Soil gas vapor investigations have been conducted for more than 30 years at many sites with volatile organic compound contamination. However, the methods to collect and quantify contaminants in sub-slab soil vapor and indoor air samples has significantly evolved and improved over the last decade. In addition, the evaluation of risks to potential human receptors in commercial and residential buildings has also become much more rigorous. As a reflection of this heightened awareness, ASTM E1527-13, the 2013 updated ASTM guidance for Phase I Environmental Site Assessments used for evaluating properties for real estate transactions, specifically requires assessing the potential for hazardous vapors to migrate onto or within the target property. Other noteworthy changes in vapor intrusion regulation and screening within the past 10 years include:
In addition, many states developed or updated their own screening and action levels, and have in many cases re-opened, or required re-evaluation of the vapor intrusion pathway for sites with volatile organic compounds. As a result, coverage for remediation or loss under pollution liability policies, which were underwritten prior to the time that vapor intrusion investigations were standard protocols, may have been triggered.

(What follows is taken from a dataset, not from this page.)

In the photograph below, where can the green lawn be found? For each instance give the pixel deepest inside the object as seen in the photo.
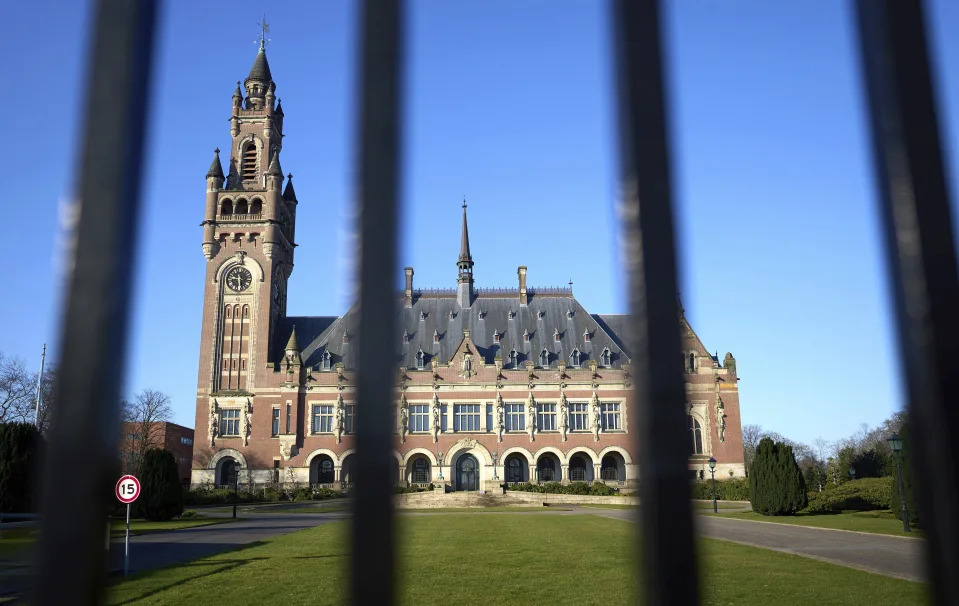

Although coverage for mold and microbial matter has been afforded for many years under site and contractor’s pollution liability policies, an increase in claims for mold has been noted by some carriers, particularly mold discovered during renovations, during construction of wood-framed structures (particularly gypsum concrete and mold on wood construction materials), and subsequent to major weathers and storms where water intrusion has led to subsequent mold growth. It is possible that mold-related claims (especially during wood frame construction) may be correlated with the general improvement in the economy and uptick in construction especially of in-fill, wood-framed multi-family residential and retail properties.
Increased awareness, testing and regulation of opportunistic water-borne pathogens has increased the potential for discovery of the presence of legionella and associated bodily injury claims for affected parties. As a result, new guidance has been developed and was issued in 2015. From the Center for Disease Control: “Legionella, the bacterium that causes a type of serious lung infection known as Legionnaires’ disease, grows best in building water systems that are not well maintained. Some water systems in buildings have a higher risk for Legionella growth and spread than others. Legionella water management programs are now an industry standard for large buildings in the United States (ASHRAE 188: Legionellosis: Risk Management for Building Water Systems June 26, 2015. ASHRAE: Atlanta).” https://www.cdc.gov/legionella/maintenance/wmp-toolkit.html
As the saying goes, “The more things change, the more they stay the same.” Although spill prevention requirements and best practices for secondary containment have been implemented, the potential still exists for pollution events to occur during “normal operations”. Subsurface strikes of utility or underground fuel lines can occur during grading or excavation, human error can lead to overfilling or spilling of chemicals, and process equipment or upsets can result in fires, spills, leaks or other air or surface releases.